Character-level language model

kennysong · April 7, 2020, 9:48am

(For fastai 1.0.60.)

Quite a late answer, but I also needed to build a character-level LM, and I didn’t find any good code snippets.

Here’s what I came up with after digging around in fastai/text/transform.py.

This is my custom CharTokenizer class. It’s super simple, mostly copied from the SpacyTokenizer class. The character-level tokenization logic is in the tokenizer() method, which you can customize.

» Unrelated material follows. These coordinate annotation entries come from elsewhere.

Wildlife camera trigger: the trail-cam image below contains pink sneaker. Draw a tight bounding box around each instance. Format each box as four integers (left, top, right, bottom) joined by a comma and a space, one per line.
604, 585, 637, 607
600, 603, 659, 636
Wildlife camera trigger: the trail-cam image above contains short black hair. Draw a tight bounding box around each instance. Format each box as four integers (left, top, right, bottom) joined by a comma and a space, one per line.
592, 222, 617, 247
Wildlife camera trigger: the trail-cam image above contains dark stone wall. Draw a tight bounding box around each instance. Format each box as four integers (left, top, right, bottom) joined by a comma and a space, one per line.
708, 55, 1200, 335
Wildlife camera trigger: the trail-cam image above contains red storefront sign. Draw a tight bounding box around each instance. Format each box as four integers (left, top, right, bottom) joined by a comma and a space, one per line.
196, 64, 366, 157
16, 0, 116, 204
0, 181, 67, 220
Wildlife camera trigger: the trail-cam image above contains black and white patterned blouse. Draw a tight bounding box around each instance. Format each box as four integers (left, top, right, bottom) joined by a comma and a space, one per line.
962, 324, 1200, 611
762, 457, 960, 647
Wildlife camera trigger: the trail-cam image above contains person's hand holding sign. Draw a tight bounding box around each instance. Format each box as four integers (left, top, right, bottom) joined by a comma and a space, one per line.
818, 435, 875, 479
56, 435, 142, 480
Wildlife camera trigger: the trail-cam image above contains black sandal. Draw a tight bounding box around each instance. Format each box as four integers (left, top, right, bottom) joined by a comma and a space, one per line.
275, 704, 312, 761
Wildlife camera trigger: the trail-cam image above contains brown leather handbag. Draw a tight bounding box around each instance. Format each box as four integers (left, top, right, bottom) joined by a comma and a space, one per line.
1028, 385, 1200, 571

class CharTokenizer(BaseTokenizer):
    def __init__(self, lang:str='no_lang'):
        '''Needed to initialize BaseTokenizer correctly.'''
        super().__init__(lang=lang)

    def tokenizer(self, t:str) -> List[str]:
        '''Turns each character into a token. Replaces spaces with '_'.'''
        return list(t.replace(' ', '_'))

To actually use this in the DataBlocks / TextList API, you need to wrap it in the right classes:

# Not sure why there's so many levels of indirection here...
char_tokenize_processor = TokenizeProcessor(tokenizer=Tokenizer(tok_func=CharTokenizer), include_bos=False)

data_lm = (TextList
              .from_folder(path='data/', 
                           processor=[OpenFileProcessor(), char_tokenize_processor, NumericalizeProcessor()])
              .split_by_rand_pct(0.1)
              .label_for_lm()
              .databunch(bs=128))

Last, you can verify with a data_lm.show_batch().